Some ultimatums need to be made. For example to an alcoholic, a substance abuser, and even to an abusive partner. The ultimatum needs to be made for the sanity of both parties. If not, one becomes an unknowingly supporter of a bad behavior. However, when including CDing in that group, I then say probably no, when the CD's activities are not excessive and have not changed significantly over time unless the CD's activities are leaving all other aspects of the partnership and family relationship behind. I also agree that how an ultimatum is made makes a big difference. If it is part of a civil and serious conversation, then even though it may be an ultimatum, "stop or slow down, or else!", then it becomes, in my opinion, a statement that the partner can only tolerate so much and beyond that point she can't live with it anymore. Those types of ultimatums, again when civilly made, are more a statement of fact versus an ultimatum. It is always good to know each other's breaking points.

Not all relationships will be able to survive serious transgenderism by one of the partners. Those that cannot survive, need to look at it realistically and break it off sooner rather than later, after all reasonable efforts have been made to understand both points of view, getting outside help when necessary. However, to keep it together for the sake of the family is probably one of the worst reasons invented. It serves no one well and often leads from a poor situation to a really bad one where responsibility goes out the window and all parties directly and/or marginally involved also suffer way more than necessary. That is a lose-lose situation.

So, in answer to your question I believe that there is a point in most people's lives when enough is enough. That will vary for everyone and will depend on many factors, many of which have been discussed above. I am a true believer in cutting your losses and moving on for all concerned, instead of just accepting an untenable situation for someone else's false benefit.

NicoleScott
06-28-2011, 07:56 AM
I agree, Allie. Some ultimatums are necessary, and issuing one is being fair to the other party. (I gave you the terms I can live with, and if you can't meet them then we're done).
Some "ultimatums" aren't - they are merely bluffs.
Years ago one of my workers came to me and said that if he was to continue working here, he would have to be paid more. I said "I accept your resignation".
He did some serious backpedaling. Years later, when I left for greener pastures, he was still there doing the same thing. Some ultimatum, huh?

TGMarla
06-28-2011, 09:14 AM
I wouldn't do well with such an ultimatum. I know me, and when it comes to crossdressing, I'm very weak. I have more than enough dresses to last me a lifetime, yet I still buy more whenever I see a pretty one that will fit me. I've often told myself, "Enough!", but I still break down and continue looking for new adventures in dressing. So if she were to hand down an ultimatum, I'd be hard pressed to abide by it. I'd hate to make a promise I couldn't keep, so I'd opt to not make the promise. This is a part of me that is deeply engrained, and I have yet to be able to walk away from it for any reason.

Emily Ann Brown
06-28-2011, 09:37 AM
I stopped for 6 months..did conselling. She moved out then, and wanted to call every night to ask what I was wearing. Then I told her I was tired of it and was going to be myself and she could stay gone. So she did.

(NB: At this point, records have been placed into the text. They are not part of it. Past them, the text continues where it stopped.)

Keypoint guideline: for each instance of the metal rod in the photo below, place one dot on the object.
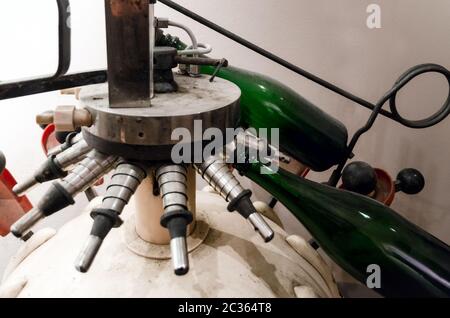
(41, 85)
(128, 48)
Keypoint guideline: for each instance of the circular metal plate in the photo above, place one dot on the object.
(215, 104)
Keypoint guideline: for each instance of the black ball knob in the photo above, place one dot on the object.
(359, 177)
(410, 181)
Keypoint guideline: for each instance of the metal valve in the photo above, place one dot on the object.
(176, 218)
(55, 167)
(124, 182)
(219, 176)
(61, 194)
(66, 118)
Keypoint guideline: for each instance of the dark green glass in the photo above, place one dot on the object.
(356, 231)
(306, 132)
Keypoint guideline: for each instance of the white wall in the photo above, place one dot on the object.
(328, 38)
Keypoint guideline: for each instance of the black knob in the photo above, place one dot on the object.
(359, 177)
(410, 181)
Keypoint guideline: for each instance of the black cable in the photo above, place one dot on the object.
(376, 109)
(391, 97)
(272, 56)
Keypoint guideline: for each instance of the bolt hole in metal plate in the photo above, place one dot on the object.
(215, 104)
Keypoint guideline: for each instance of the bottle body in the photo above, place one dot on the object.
(358, 232)
(305, 132)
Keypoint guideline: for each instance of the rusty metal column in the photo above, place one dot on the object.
(129, 53)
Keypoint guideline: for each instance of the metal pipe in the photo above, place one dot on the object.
(124, 182)
(61, 194)
(172, 181)
(219, 176)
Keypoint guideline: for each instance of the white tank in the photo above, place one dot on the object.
(227, 259)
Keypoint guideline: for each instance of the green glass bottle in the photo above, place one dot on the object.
(306, 132)
(356, 232)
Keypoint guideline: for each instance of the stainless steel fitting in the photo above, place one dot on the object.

I had to understand that she would never be happy..or trust me.

To be honest, we had SMALL issues that I was tired of ignoring to keep the peace.

Em

kimdl93
06-28-2011, 10:02 AM
There's so much to consider here. Each of us has to make choices and figure out individually how CDing fits into our lives. For some, its a hobby, for others its an expression of their real identity...and hiding themselves can be intensely painful and destructive. And there's a whole spectrum of individuals who are somewhere between those points. Furthermore, relationships can be valued by some people more than others. I've always been in an LTR as an adult, with a brief interlude between my first and second marriages. I know its important to me to have a companion. Part of being in a successful LTR is knowing, respecting and caring about the other person's needs and preferences. And another aspect of a successful LTR is making it your first priority. That means dressing must be a secondary matter.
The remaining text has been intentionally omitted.